In it's basic form, the standard attenuverter circuit looks like this:
This is a clever little circuit. The opamp is configured with both inverting and non-inverting inputs, having the gain equation
Vout = 2a Vin - Vin,
where a is a number between 0 and 1 representing the potentiometer position. For a = 1 (fully CW), Vout = Vin and the circuit is just a voltage follower with some unused resitors (no current flows through either of the 100k resistors in this case). With a = 0 (fully CCW), the opamp's + input is grounded and we have a simple inverting amplifier with a gain of -1. With a = 0.5 (center position), the positive and negative gain cancel and Vout = 0.
Attenuverters are great for flexible modulation routing. However, it is this center position where they can be very annoying: it can be difficult to dial in a small amount of modulation. Turn it down too far, and you end up increasing it again on the inverting side.
The precision attenuverter is designed to help with this problem. By adding load resistors to the potentiometer, the response curve is made non-linear, increasing the sensitivity near the center. This idea is not new, but rather an extension of a common technique to create quasi-logarithmic behavior with linear potentiometers, and I wouldn't be surprised if others have also applied it to attenuverters.
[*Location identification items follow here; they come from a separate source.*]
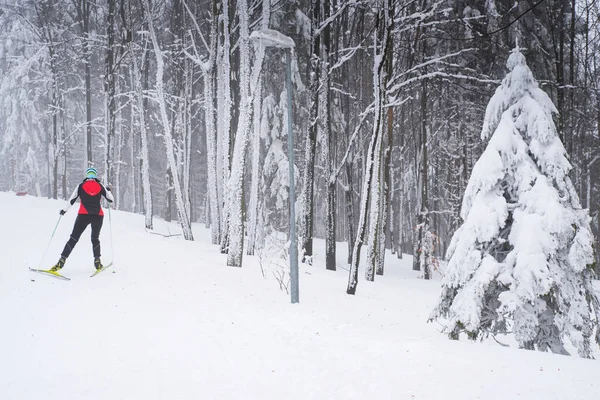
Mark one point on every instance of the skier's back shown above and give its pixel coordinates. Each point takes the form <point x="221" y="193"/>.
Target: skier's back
<point x="90" y="192"/>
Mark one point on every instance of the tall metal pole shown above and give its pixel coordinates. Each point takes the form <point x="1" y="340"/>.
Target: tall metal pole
<point x="292" y="196"/>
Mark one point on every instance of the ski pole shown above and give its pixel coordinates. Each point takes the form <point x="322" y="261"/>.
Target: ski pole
<point x="50" y="241"/>
<point x="112" y="247"/>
The precision attenuverter circuit is as follows:
Note that the potentiometer itself still is a linear type. Depending on the choice of Rs, the response curve of the total circuit can be chosen more or less nonlinear, as shown in the graph below. I typicaly choose Rs = 47k, which gives about double the sensitivity in the center region compared to a linear attenuverter.
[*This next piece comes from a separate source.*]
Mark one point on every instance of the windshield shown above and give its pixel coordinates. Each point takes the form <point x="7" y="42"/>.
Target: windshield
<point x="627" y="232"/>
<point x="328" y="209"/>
Quad precision attenuverter and mixer
I designed a PCB in Eurorack format with 4 of these precision attenuverters and an integrated unity gain mixer. The attenuverters have individual outputs, and the mixer takes its inputs from the attenuverter output jacks normal switches. Hence, by default the Sum output contains the sum of all attenuverter outputs. However, if a cable is plugged to an individual attenuverter output, that attenuverter is removed from the mix. Finally, there is a unity-gain Aux input to combine for example mutliple mixing modules together.
This PCB is my first endevour in surface mount technology, with 0805 passives and SOIC opamps. Soldering the SMD parts is quick and easy, faster than filling a through-hole board once you get used to it. I included space for trimmer potentiometers, which are useful only if you use potentiometers with center detent to set the gain to exactly zero on center, but I did not mount these in my own modules.
Update August 2019: PCB version 1.1 is now available. It now features a 5V reference voltage, which is normalled to the first input jack. Hence, the first knob can be used as an offset voltage if nothing is connected to it's input. If desired the other input jacks can be also be connected to the 5V reference with solder jumpers on the PCB. The front panel layout has not changed with this revision.